Rachel Kushner is among America’s most exciting writers. Her novels and essays explore contemporary art, culture, revolutionary politics, modernism, and feminism with unmatched wisdom and grace.
She has twice been a finalist for the National Book Award and is a Guggenheim Fellow. Her fiction and essays appear regularly in The New York Times, The Paris Review, The Believer, Artforum, Bookforum, Fence, Bomb, and Grand Street. Rachel’s first novel, Telex from Cuba, intertwines revolution in 1950’s Cuba and visceral human interactions with a revelatory, deft hand. In a starred review, Kirkus Reviews called it “Soundly researched and gorgeously written.” A New York Times bestseller and a finalist for both the National Book Award and the Dayton Literary Peace Prize, it was also a winner of the California Book Award.

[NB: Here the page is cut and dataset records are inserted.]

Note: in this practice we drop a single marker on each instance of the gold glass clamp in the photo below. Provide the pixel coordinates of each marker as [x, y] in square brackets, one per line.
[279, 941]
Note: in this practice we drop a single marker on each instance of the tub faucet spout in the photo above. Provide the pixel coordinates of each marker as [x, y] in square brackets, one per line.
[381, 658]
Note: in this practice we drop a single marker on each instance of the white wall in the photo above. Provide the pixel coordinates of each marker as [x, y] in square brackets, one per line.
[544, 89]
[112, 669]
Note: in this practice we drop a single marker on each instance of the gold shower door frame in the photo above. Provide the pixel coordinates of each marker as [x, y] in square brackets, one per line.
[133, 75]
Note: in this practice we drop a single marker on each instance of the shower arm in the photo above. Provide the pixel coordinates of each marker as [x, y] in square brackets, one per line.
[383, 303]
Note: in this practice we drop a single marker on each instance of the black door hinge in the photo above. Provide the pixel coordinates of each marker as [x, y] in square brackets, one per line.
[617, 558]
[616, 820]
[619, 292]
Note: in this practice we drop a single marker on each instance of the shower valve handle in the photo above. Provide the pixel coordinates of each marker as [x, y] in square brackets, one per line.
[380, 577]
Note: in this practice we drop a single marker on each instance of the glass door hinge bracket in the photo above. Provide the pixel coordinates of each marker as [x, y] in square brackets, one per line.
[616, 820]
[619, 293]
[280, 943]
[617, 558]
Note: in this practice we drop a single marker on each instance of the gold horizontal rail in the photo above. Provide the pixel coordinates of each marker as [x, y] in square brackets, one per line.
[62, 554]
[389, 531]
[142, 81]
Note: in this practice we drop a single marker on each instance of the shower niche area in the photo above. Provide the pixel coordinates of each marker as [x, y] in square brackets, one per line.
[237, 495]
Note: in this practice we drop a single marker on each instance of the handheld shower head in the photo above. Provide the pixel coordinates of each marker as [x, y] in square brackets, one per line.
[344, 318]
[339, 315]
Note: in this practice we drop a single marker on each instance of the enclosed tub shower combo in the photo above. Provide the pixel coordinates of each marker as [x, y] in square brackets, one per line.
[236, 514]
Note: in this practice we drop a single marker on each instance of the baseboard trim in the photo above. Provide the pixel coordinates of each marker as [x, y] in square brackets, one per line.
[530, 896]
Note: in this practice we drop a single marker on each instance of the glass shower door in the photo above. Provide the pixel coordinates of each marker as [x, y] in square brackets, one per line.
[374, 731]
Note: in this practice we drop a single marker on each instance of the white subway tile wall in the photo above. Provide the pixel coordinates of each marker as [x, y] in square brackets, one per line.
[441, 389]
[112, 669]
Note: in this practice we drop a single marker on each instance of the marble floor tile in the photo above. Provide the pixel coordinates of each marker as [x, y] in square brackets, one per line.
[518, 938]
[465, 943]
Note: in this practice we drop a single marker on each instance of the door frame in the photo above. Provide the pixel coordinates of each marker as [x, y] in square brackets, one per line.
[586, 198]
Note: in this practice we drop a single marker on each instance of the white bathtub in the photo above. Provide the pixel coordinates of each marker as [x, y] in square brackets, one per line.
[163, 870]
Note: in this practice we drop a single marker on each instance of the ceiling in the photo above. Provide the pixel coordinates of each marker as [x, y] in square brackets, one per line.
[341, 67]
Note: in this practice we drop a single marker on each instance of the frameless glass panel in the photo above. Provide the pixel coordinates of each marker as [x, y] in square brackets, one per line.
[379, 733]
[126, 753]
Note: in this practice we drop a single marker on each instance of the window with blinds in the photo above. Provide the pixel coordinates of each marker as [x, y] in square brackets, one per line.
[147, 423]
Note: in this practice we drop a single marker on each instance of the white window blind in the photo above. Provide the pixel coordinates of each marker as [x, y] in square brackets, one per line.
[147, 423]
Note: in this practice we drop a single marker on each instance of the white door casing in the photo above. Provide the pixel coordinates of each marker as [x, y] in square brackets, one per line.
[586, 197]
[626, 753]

Her incendiary work, The Flamethrowers, was a finalist for The National Book Award and was named one of the Top Ten Books of the year by The New York Times. It is celebrated as a modern classic. Rachel’s work continues to garner acclaim among her contemporaries like few other authors in recent history. In their review The New York Times proclaimed, “…her prose has a poise and wariness and moral graininess that puts you in mind of weary-souled visionaries like Robert Stone and Joan Didion.”
Rachel’s latest, The Mars Room, is an intense, unforgettable, and heartbreaking story set in a California women’s prison. The novel delivers a necessary critique of the judicial system as well as an attack on the prison-industrial complex. The New York Times calls The Mars Room, “A major novel, a sustained performance, one that broods on several exigent ideas.” Rachel crafts a holistic depiction of who gets wrapped up in incarceration – families, lawyers, police, and prisoners, written with a skilled voice that is filled with pathos, love, and humanity.
Rachel will publish her new collection, The Hard Crowd: Essays 2000-2020, in 2021.